I look down at her, surprised. "What?"
Harper’s eyes are gentle and sharp at the same time. "She looks strong tonight. But she is holding herself together with thread. Don’t pull at it."
My throat feels tight for reasons I do not like.
"I am not going to break her," I say.
"Good," Harper replies. "Then go make sure no one else does either."
I don’t know when I became the guy people trust with someone else’s feelings. I punch things for a living. I spend most of my off-ice time making bad decisions with decent intentions.
But I follow Annabelle anyway.
The balcony behind the venue is quieter. The muffled sound of music filters through the wall, turned soft by brick and distance. String lights run along the railing, making everything glow faint gold.
Annabelle stands at the edge, hands braced on the rail, shoulders drawn tight. Her heels wobble slightly on the uneven planks.
For a second, I just watch her.
She looks smaller out here. Not in a fragile way. In the way of someone who is letting themselves sag for the first time all day.
"Annabelle," I say, keeping my voice low.
She does not look back. "I am fine."
"You are lying," I say. "And you’re a terrible liar."
She huffs out a humorless breath. "That is rude. And accurate."
I move closer, leaving enough space that she does not feel trapped. The night air is sharp and cold, the kind that sneaks under clothing and bites at exposed skin. She did not bring a jacket, and the breeze lifts goosebumps along her arms. From here, the parking lot looks far away. The noise of the event is just a hum.
"Songs like that hit harder than they should," she says, staring out at nothing. "It’s stupid. I know it’s stupid. I just didn’t want to fall apart in the middle of the room."
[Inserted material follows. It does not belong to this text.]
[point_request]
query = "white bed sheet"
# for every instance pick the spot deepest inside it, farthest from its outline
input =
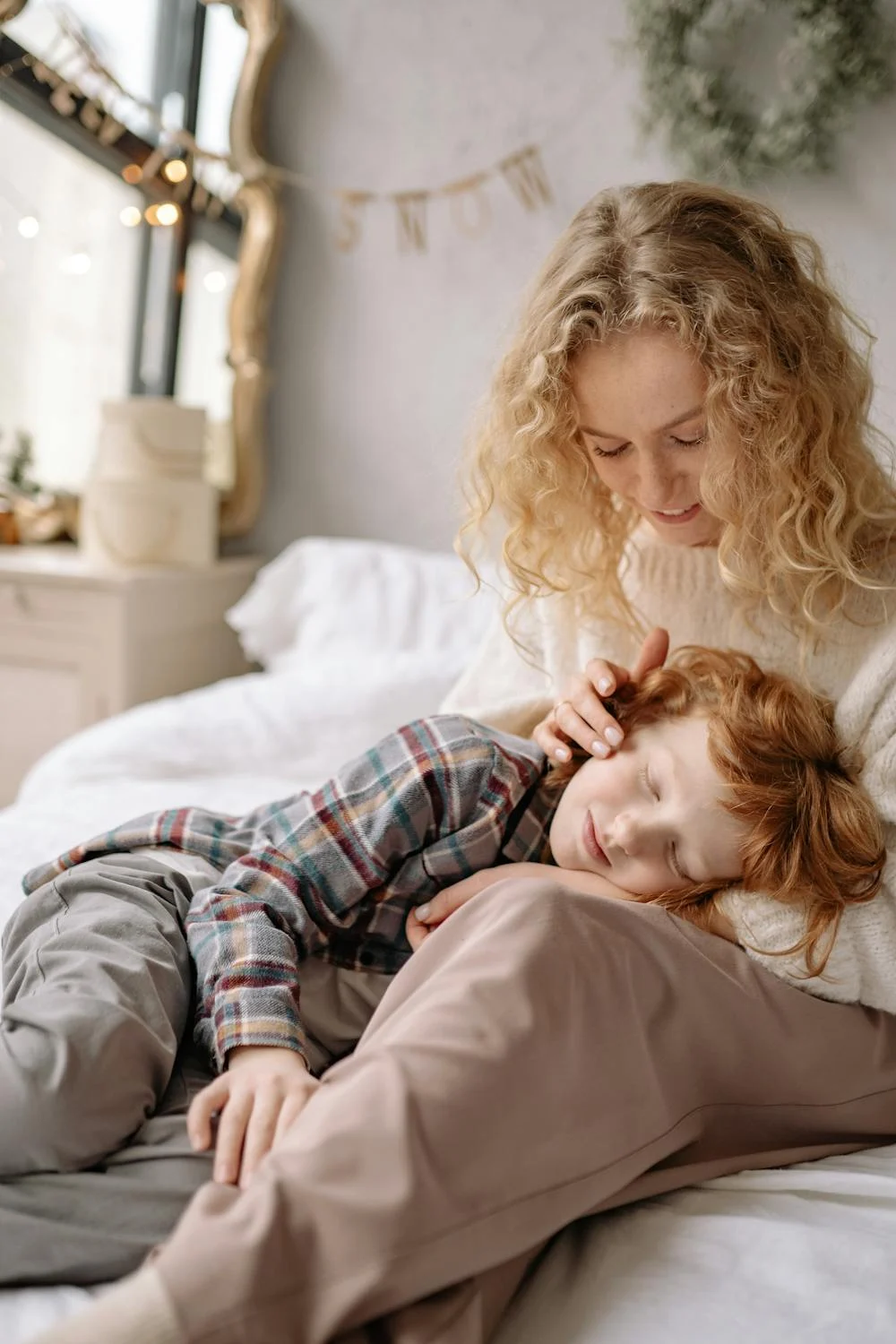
(774, 1257)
"It’s not stupid." The words come out before I can stop them. "You don’t get to schedule when something hurts."
She turns her head slowly, eyes finding mine. For once, there is no scowl. No sarcasm. Just tired, raw honesty.
"Have you ever been humiliated in public, Blackhorn?" she asks.
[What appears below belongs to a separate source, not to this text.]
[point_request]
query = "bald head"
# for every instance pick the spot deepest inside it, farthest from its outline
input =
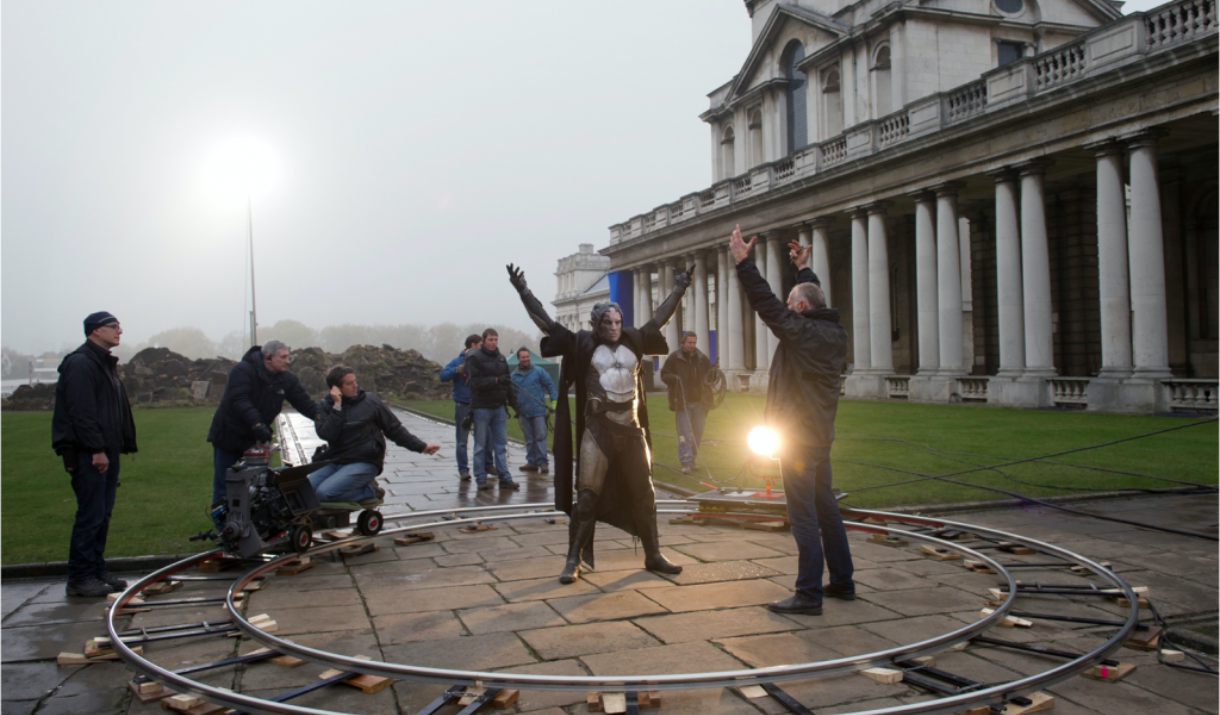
(807, 297)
I think of losing a fight on the ice in front of twenty thousand people. I think of a video of me shoving a reporter’s camera making the rounds online with slo-mo captions and angry think pieces.
"More times than I can count," I say. "Not like you, probably. But yeah."
Her mouth twists. "My ex wrote a song about me. Thought that was romantic. Then he wrote another about me. And that one was definitely not for me." She looks back at the lights. "I found him behind the stage with someone else while that second one was climbing the charts. So now every time someone strums a guitar and cries about betrayal, my nervous system files a complaint."
I want to put my fist through a wall on her behalf.
"He sounds like a coward," I say.
She shrugs, but the movement is stiff. "He sounded like a star. For a while."
Silence stretches between us. Not uncomfortable, exactly. Heavy. Full of things we are not saying.
"For the record," I say, "anyone who cheats on you is an idiot."
Her lips twitch. "You don’t know anything about me."
"I know you read me my disciplinary file from memory," I say. "Which means you care enough to do your homework. I know you walked into a locker room full of half-naked players anddidn’t flinch. And I know you left a whole life behind to be here. That’s enough data to conclude he is an idiot."